Mi dicevi, mentre io tremavo sotto le tue labbra. Quelle stesse mani che poco prima avevano impugnato una pistola con tanta forza da averne impressa sul palmo la ragnatela zigrinata del calcio, sfioravano con un’accortezza dolorosa la mia pelle nel timore di far del male. Il mio viso avvampava mentre le vertigini si impossessavano di me.
Avevo il terrore che un giorno tutto quello sarebbe rimasto solo un ricordo.
Sapevi che una pressione maggiore in determinati punti mi provocava solletico. Lo facevi di proposito, solo per vedermi contorcermi in forme sgraziate mentre tu ridevi con il viso da bambino.

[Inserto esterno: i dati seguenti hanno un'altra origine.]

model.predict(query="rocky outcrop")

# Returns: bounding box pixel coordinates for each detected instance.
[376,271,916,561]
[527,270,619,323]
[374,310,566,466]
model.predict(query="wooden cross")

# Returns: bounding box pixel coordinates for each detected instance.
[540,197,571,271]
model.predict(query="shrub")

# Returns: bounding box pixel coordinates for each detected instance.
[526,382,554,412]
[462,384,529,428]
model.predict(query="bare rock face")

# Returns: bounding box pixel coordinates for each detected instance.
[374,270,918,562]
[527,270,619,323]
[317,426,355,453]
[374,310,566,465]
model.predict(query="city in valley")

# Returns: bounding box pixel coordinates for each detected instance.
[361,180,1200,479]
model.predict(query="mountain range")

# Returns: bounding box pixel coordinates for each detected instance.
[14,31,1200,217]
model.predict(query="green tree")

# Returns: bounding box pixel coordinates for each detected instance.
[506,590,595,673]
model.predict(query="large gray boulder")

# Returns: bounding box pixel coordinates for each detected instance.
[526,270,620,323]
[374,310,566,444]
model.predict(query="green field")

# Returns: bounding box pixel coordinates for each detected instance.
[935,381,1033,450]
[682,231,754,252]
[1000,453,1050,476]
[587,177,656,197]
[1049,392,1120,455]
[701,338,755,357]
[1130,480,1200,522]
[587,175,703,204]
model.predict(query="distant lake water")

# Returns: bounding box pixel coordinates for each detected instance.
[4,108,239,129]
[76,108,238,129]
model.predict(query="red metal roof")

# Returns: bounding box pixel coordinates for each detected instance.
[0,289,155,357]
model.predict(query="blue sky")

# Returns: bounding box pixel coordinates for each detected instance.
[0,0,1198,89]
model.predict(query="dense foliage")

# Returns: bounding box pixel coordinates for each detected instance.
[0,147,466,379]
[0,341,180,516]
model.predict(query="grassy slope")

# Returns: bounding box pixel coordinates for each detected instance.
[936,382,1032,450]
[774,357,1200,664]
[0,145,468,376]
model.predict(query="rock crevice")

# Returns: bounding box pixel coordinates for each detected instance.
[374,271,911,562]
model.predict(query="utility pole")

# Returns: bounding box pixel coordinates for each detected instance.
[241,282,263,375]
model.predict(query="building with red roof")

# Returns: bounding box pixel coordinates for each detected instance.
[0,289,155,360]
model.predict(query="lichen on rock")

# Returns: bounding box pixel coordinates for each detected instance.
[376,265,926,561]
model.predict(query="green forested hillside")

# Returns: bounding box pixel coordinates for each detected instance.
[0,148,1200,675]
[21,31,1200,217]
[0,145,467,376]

In quei momenti, avevi il volto di un ragazzo come un altro, una persona come poteva esserlo qualcuno che va al bar a prendersi un caffè, che attraversa la strada con le cuffie infilate nelle orecchie, che studia forsennatamente in biblioteca per un esame.
Un ragazzo, come lo ero io.
Non eri diverso, ma più simile a me di quanto non lo sarebbe mai stato nessun altro. Spoglio di ogni spigolosità e diffidenza, eri il riflesso di un io che solo a me avevi mostrato.
L'unico dettaglio, che potrebbe sembrare stupidamente romantico, era la tua diversità ai miei occhi e nel mio cuore.
«Vieni in Giappone con me.» Vieni via da questo posto.
Il tuo sguardo vacillava, le ciglia chiare venivano smosse da un palpito per una vulnerabilità messa a nudo.
Rimanevi in silenzio per una manciata di istanti che parevano dilatarsi nel tempo.
«Mi piacerebbe,» ricordo ancora la linea incerta di un sorriso a spianarti il viso. Il solo immaginarti in un'altra vita ti ammantava di una bellezza dolorosa e triste. «Un giorno mi piacerebbe venire.»
In quei momenti, quel nodo dentro di me continuava a stringersi sempre più stretto, nella strada di non ritorno.
 
La tua risata ancora risuona nelle mie orecchie, pura e spregiudicata come solo la tua riusciva ad essere.
Il tocco delle tue dita che raccoglievano le mie lacrime che sapevano di rassegnazione e di una distanza che non sarebbe riuscita ad essere colmata, di una vita che ti sarebbe sempre rimasta radicata dentro.
Avrei voluto essere più forte, a quel tempo. Avrei voluto farti capire che non eri diverso da come lo ero io, che non eri meno meritevole di vivere come una persona qualunque, che non c'era solo il bianco o il nero.
Avrei voluto dirti, in quelle notti in cui ascoltavo il tuo cuore battere contro il mio, e le mani palma contro palma, e gli occhi si chiudevano e tutto il resto scompariva, che eri più simile a me di quanto lo sarebbe stato nessun altro al mondo.